In the food seating area I looked around for a likely cook, and spotted a woman sitting with her elderly mother, animatedly talking and obviously enjoying their food. So I approached and inquired, “do you folks happen to know anything about Scandinavian cooking?”. I was greeted with big grins and nods, so I sat down and introduced myself. The elderly woman said to call her Granny Ruth, she is a 90-year old first generation Swedish-American. Granny Ruth had been married to a Norwegian, so she knows something about both cultures and their cuisine. She and her daughter drive over from Greensboro every year for this festival. We had some fun talking about the various foods, and particularly how to cook the rice pudding which is an integral part of any family celebration.
My co-worker Julie has been telling me about the rice pudding for months. So even though I’m not usually a fan, I had to try it. It was very creamy and sweet, served cold (though some folks told me that it is usually served warm). They added a cherry topping. A couple of folks told me about a Swedish tradition to put one almond in the big bowl of rice pudding. Whoever gets the almond in their serving will be the next to marry. I tried asking what happens if the person is already married, but no one has been able to answer that.

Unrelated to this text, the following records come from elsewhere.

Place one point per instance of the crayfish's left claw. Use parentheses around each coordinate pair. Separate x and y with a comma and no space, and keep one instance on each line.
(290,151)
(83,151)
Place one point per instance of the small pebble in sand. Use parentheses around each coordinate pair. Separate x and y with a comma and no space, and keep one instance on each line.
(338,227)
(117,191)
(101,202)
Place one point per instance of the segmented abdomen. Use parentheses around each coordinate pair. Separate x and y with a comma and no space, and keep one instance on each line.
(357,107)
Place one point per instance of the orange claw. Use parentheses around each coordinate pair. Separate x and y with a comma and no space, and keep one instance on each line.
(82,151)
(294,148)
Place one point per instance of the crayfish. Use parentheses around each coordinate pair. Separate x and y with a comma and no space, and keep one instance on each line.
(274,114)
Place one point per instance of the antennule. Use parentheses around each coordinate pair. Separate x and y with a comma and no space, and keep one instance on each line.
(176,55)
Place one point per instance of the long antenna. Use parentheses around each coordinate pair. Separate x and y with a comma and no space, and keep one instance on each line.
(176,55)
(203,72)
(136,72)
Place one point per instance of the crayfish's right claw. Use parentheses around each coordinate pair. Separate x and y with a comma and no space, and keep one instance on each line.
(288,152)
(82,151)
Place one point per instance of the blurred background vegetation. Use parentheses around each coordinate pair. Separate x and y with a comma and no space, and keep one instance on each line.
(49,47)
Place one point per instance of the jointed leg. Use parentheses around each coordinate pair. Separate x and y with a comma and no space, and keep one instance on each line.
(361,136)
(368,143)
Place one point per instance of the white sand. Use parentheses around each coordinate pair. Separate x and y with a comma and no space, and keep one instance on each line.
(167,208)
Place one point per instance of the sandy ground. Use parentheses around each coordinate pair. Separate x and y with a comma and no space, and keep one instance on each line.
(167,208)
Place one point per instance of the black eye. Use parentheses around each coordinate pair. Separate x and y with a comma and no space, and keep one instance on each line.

I also recognized a baked treat from the cookbooks I’ve been perusing. The St. Lucia saffron bun (Saffransbrod) can be shaped in many ways, but these were in a Christmas “S” shape. It’s made for St. Lucia’s Day (December 13), and one cookbook explains that a few leftover buns are saved after Christmas and crumbled to sow with the next year’s seeds, to help them grow well. It is a soft raisin bread, flavored lightly and made yellow by the addition of saffron.
So I had a good time, ate some good food, and met a few new people. With today’s input and a bunch of cookbooks and websites at my fingertips, I’m feeling better equipped to try my hand at Scandinavian cuisine this month!